ORLANDO, Fla. — Being “just one of the team” means a lot to Rand Stiles, a manpower, personnel and training functional lead in the Marine Corps Systems Command (MCSC) Training Systems (TRASYS) Program Management Office in Orlando, Fla. A few years ago, Stiles was diagnosed with Parkinson’s Disease (PD), a progressive neurological disorder with unknown causes and no known cure. It manifests itself in many ways, but the most visible symptoms are uncontrolled muscle movements and weakening of both voluntary and involuntary functions such as salivation, speech and physical strength.
“I like to think there was some divine intervention that led me to a position at TRASYS prior to the onset of Parkinson’s,” Stiles said. “I am blessed to work with an amazing, devoted, intelligent, helpful and caring team of government and contractor professionals. From the perspective of my PD, my teammates here have taken it all in stride, but have also helped me continue to function as a teammate. There is no way to express the value of friends who keep you sustained and functioning. And the very best co-workers are Marines who appreciate that what challenges us makes us stronger.”
Since the onset of PD, Stiles has had to overcome a number of daily physical challenges. As a result of his disability, he cannot type at work. Instead, he must rely on voice recognition software to do so.
“I try to avoid social pot lucks and the like because simply holding a plate in one hand while loading up with the other is now in the art of the impossible,” he said. “Maintaining balance can really be entertaining at times. Simple things I once took for granted, such as manhandling jar lids loose, now requires politely asking someone for help.”
National Disability Employment Awareness Month, observed in October each year, is a national effort to raise awareness about disability employment issues and celebrates the contributions of the country’s workers with disabilities. Stiles has mixed emotions about the observance.
“If it's used to raise awareness and help the workplace understand that old adage, ‘What doesn't kill us makes us stronger,’ then I think it’s a good idea,” he said. “The only objection I have to awareness months of any kind is when such highlighting is aimed at making some segment of our culture feel ‘special,’ or worse, feel ‘entitled.’”

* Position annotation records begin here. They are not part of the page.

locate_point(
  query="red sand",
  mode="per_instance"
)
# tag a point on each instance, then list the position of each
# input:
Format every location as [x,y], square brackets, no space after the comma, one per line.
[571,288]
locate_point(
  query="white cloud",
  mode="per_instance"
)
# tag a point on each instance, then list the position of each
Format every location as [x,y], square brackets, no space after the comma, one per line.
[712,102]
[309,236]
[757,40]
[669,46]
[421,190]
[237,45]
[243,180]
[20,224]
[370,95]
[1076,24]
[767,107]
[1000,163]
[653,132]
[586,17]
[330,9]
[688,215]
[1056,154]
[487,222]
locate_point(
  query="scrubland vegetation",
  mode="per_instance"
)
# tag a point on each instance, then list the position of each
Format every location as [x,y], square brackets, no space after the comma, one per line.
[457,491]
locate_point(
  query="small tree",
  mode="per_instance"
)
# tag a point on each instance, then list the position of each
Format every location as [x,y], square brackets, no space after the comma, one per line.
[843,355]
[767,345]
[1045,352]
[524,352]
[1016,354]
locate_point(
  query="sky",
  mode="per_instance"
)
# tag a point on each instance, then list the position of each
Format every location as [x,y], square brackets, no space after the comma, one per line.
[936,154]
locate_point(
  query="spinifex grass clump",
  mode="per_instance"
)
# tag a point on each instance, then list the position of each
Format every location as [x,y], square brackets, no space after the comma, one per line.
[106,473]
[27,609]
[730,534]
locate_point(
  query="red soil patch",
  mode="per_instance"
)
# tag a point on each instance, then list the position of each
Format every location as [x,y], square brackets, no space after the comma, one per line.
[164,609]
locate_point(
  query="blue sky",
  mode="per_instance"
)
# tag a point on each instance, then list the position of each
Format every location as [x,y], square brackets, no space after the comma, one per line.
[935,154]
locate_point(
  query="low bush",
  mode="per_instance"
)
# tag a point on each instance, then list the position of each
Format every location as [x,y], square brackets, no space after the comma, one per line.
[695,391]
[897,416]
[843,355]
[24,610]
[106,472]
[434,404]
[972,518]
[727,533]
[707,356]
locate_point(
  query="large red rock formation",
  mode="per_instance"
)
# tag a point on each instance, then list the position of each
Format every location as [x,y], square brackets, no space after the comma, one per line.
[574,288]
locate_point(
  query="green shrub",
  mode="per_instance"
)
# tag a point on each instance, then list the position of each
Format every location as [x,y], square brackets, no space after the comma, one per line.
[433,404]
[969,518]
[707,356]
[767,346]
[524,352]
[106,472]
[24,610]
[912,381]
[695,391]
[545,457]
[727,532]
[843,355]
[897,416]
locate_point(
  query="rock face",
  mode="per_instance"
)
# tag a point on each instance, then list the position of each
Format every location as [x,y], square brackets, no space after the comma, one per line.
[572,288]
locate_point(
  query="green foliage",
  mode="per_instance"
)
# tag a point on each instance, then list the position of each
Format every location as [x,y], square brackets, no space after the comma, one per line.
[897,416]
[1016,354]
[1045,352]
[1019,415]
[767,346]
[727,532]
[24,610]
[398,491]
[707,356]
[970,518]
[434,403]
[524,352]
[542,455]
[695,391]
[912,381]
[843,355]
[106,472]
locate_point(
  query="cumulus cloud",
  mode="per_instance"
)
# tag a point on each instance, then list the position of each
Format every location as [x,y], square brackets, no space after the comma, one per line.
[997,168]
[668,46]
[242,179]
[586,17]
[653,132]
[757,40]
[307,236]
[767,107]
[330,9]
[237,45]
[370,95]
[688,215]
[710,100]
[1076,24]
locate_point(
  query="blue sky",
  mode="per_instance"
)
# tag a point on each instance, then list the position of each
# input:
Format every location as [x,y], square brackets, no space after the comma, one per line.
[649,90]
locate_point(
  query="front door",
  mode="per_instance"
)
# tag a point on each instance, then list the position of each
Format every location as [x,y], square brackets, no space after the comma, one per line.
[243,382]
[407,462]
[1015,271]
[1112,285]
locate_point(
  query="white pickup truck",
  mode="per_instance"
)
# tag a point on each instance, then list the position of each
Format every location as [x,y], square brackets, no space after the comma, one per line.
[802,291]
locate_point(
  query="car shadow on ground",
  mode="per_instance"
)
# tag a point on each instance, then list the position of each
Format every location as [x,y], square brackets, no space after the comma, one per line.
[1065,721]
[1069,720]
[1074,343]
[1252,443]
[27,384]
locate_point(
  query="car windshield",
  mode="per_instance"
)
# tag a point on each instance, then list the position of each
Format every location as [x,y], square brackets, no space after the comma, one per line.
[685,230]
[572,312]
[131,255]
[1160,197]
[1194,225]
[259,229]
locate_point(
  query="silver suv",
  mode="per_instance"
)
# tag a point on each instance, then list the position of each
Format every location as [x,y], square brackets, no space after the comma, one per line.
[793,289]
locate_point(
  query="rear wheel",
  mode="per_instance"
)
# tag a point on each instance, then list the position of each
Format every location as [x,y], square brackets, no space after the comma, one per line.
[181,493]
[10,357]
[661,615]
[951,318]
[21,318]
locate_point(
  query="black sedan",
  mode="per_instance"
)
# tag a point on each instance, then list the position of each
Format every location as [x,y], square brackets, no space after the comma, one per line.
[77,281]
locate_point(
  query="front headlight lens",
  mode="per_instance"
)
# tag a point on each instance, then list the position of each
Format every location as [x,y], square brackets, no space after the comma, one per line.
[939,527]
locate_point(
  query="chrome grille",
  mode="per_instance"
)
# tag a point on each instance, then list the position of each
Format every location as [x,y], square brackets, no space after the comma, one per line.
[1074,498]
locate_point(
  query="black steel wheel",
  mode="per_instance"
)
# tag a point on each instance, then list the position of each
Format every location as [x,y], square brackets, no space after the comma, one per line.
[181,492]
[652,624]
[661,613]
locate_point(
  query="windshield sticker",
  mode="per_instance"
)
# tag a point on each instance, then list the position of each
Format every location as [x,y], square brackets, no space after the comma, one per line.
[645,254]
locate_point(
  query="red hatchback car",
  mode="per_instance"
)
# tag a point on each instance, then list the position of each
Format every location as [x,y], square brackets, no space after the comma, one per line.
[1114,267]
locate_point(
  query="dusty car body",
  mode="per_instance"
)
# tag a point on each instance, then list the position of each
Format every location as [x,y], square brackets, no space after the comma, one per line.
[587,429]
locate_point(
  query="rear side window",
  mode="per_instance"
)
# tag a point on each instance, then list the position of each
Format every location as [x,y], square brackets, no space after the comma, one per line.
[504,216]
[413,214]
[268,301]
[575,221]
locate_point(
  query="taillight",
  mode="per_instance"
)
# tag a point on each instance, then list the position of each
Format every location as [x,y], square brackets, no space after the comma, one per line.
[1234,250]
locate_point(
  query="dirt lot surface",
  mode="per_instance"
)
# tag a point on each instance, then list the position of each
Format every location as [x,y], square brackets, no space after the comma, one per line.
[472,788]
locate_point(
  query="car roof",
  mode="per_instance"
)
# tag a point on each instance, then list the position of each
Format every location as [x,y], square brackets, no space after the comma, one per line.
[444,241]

Stiles believes people with disabilities can make the same contributions in the workplace as anyone else. He also feels that those challenged with a disability can help others learn to cope with whatever challenges come their way.
“A disability is just another factor that makes us diverse, and learning to embrace diversity makes us stronger,” he said. “Overcoming the challenges of diversity is what built and sustained this great nation of ours.”
For those unsure on how to interact with people with disabilities, Stiles offers practical advice.
“Accept what you see,” he said. “PD is out there, up front, in your face. Don't let it make you feel uncomfortable because your discomfort then becomes ours. If you have questions or are just curious, ask. I appreciate co-workers who want to know and who are comfortable with my challenges. After all, disabilities are common in our line of work. A little shakiness is easy compared to what others deal with.”
When asked what he is most proud of in managing his disability, Stiles said, “Hands down, it's all about serving Marines. I am most proud of being able to continue serving them.”